Exploring Country Climate Statistics with NOAA Climate Data

In this blog post, we will be working with SQL querying and the python plotly package to generate insightful visualizations of the NOAA Climate Data.

Step 1. Creating a Database

The first step to querying with SQL is to create a database containing all the relevant tables. Here, we will be working with these tables (given as csv files):

  • temperatures: (giving temperatures at various weather stations all over the world for each month of each year )

  • countries: (a reference table providing the country code used for station identifiers in each country)

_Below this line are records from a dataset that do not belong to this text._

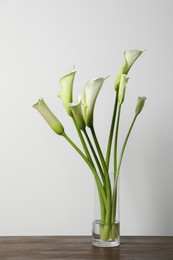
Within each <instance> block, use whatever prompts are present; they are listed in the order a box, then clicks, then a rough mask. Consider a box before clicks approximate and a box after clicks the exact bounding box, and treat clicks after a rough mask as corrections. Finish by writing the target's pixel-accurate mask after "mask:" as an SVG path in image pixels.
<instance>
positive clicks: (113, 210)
mask: <svg viewBox="0 0 173 260" xmlns="http://www.w3.org/2000/svg"><path fill="white" fill-rule="evenodd" d="M114 178H115V176H114V174H112V173H111V174H109V180H110V187H111V206H110V209H109V210H110V212H109V213H108V212H106V209H105V215H106V214H107V213H108V214H109V215H110V216H111V217H110V220H109V221H105V219H103V217H102V215H103V214H102V210H101V203H100V196H99V192H98V187H97V185H94V221H93V222H92V244H93V245H94V246H97V247H115V246H119V245H120V214H119V213H120V212H119V210H120V205H119V197H120V196H119V185H120V183H119V180H117V181H115V179H114ZM113 198H114V202H113ZM107 203H108V202H106V205H105V207H106V206H107ZM113 204H114V206H113ZM113 208H114V210H113V211H112V209H113Z"/></svg>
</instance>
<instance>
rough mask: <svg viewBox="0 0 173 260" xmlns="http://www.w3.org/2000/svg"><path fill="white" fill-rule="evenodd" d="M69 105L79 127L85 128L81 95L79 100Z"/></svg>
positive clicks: (80, 127) (77, 124) (78, 98)
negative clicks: (82, 111) (82, 110)
mask: <svg viewBox="0 0 173 260" xmlns="http://www.w3.org/2000/svg"><path fill="white" fill-rule="evenodd" d="M68 106H69V107H70V109H71V111H72V113H73V116H74V118H75V120H76V123H77V126H78V127H79V129H81V130H84V129H85V121H84V119H83V115H82V108H81V98H80V97H79V98H78V101H77V102H73V103H69V104H68Z"/></svg>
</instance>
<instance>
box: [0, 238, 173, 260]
mask: <svg viewBox="0 0 173 260" xmlns="http://www.w3.org/2000/svg"><path fill="white" fill-rule="evenodd" d="M0 259H2V260H9V259H10V260H29V259H33V260H42V259H43V260H44V259H54V260H55V259H71V260H72V259H81V260H86V259H87V260H89V259H95V260H97V259H99V260H107V259H108V260H113V259H114V260H119V259H125V260H173V237H121V245H120V246H119V247H116V248H97V247H94V246H92V245H91V238H90V237H86V236H43V237H38V236H32V237H0Z"/></svg>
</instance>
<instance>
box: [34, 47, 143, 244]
mask: <svg viewBox="0 0 173 260" xmlns="http://www.w3.org/2000/svg"><path fill="white" fill-rule="evenodd" d="M142 53H143V50H127V51H125V52H124V62H123V65H122V66H121V68H120V70H119V72H118V74H117V76H116V80H115V84H114V89H115V102H114V107H113V112H112V120H111V123H110V131H109V135H108V141H107V150H106V151H105V155H104V152H103V151H102V149H101V146H100V143H99V140H98V138H97V134H96V131H95V127H94V120H93V119H94V107H95V103H96V99H97V96H98V94H99V91H100V89H101V87H102V85H103V84H104V82H105V81H106V79H107V78H104V77H100V78H94V79H90V80H89V81H88V82H86V84H85V85H84V90H83V95H82V96H79V98H78V100H77V102H74V101H73V83H74V78H75V74H76V70H72V71H70V72H69V73H68V74H66V75H65V76H63V77H62V78H60V81H59V82H60V86H61V89H60V92H59V94H58V97H59V98H60V99H61V100H62V103H63V106H64V108H65V110H66V112H67V114H68V115H69V117H70V118H71V119H72V120H73V122H74V126H75V128H76V131H77V134H78V136H79V139H80V141H81V144H82V148H79V147H78V146H77V145H76V144H75V143H74V142H73V141H72V139H71V138H70V137H69V136H68V135H67V133H66V132H65V130H64V127H63V125H62V123H61V122H60V121H59V119H58V118H57V117H56V116H55V115H54V114H53V113H52V112H51V110H50V109H49V107H48V106H47V104H46V103H45V101H44V100H43V99H40V100H39V101H38V102H37V103H36V104H34V105H33V107H34V108H35V109H37V110H38V112H39V113H40V114H41V115H42V117H43V118H44V119H45V120H46V122H47V123H48V124H49V126H50V127H51V128H52V129H53V130H54V131H55V133H56V134H58V135H59V136H61V137H63V138H64V139H65V140H66V141H67V142H68V143H69V144H70V145H71V146H72V147H73V148H74V150H76V152H77V153H78V154H79V155H80V157H81V158H82V159H83V160H84V161H85V163H86V164H87V165H88V167H89V168H90V171H91V173H92V174H93V177H94V179H95V182H96V186H97V189H98V195H99V201H100V221H101V223H102V225H101V227H100V239H101V240H102V241H109V240H110V239H111V241H114V240H115V239H117V237H118V236H119V231H118V230H117V226H116V225H115V222H116V203H117V183H118V177H119V173H120V167H121V163H122V158H123V155H124V151H125V148H126V144H127V141H128V139H129V136H130V133H131V131H132V128H133V126H134V123H135V121H136V119H137V117H138V115H139V114H140V112H141V111H142V109H143V106H144V103H145V99H146V97H138V99H137V104H136V108H135V112H134V117H133V119H132V122H131V124H130V126H129V129H128V131H127V134H126V136H125V139H124V143H123V145H122V147H121V149H120V154H119V155H118V153H117V146H118V135H119V124H120V116H121V108H122V105H123V102H124V100H125V93H126V85H127V83H128V79H129V78H128V73H129V70H130V69H131V67H132V65H133V64H134V62H135V61H136V60H137V59H138V57H139V56H140V55H141V54H142ZM111 152H112V153H113V174H114V182H113V187H112V188H111V183H110V174H109V171H110V157H111Z"/></svg>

  • stations: (giving the name and location in latitude and longitude of each weather station) First we import pandas for dataframe manipulation and sqlite3 for SQL querying, and then we can begin reading the different csv files into dataframes.

import pandas as pd
import sqlite3

#read temperatures csv file
temps = pd.read_csv("temps_stacked.csv")
temps.head()

temp.output.png

#read countries csv file
countries = pd.read_csv('countries.csv')

# whitespaces in column names are bad for SQL
countries = countries.rename(columns = {"FIPS 10-4": "FIPS_10-4"})
countries = countries.rename(columns = {"ISO 3166": "ISO_3166"})
countries.head()

country.output.png

#read stations csv file
url = "https://raw.githubusercontent.com/PhilChodrow/PIC16B/master/datasets/noaa-ghcn/station-metadata.csv"
stations = pd.read_csv(url)
stations.head()

station.output.png

After reading these stations into pandas dataframes, we open a connection to our SQL database:

#sql database creation

#open a connection to temps.db so that you can talk to it using python
conn = sqlite3.connect("temps.db")

temps.to_sql("temperatures", conn, if_exists = "replace", index=False)
countries.to_sql("countries", conn, if_exists = "replace",  index=False)
stations.to_sql("stations", conn, if_exists = "replace",  index=False)

#always close your connection
conn.close()

#Check that the three tables are in temps.db
conn = sqlite3.connect("temps.db")

# query the database
cursor = conn.cursor()
cursor.execute("SELECT name FROM sqlite_master WHERE type='table'")

Here we will retrieve the data to check that all three dataframes are stored:

print(cursor.fetchall())

conn.close()

cursor.output.png

NOTE: Remember to always close the connection when you are done, as above.

Step 2. Write a climate database querying function

Next, we will write a querying function we can use to obtain some climate data from the database that is relevant to a particular query.

For example, here we have a querying function that returns a Pandas dataframe of temperature readings for the specified country, in the specified date range, in the specified month of the year.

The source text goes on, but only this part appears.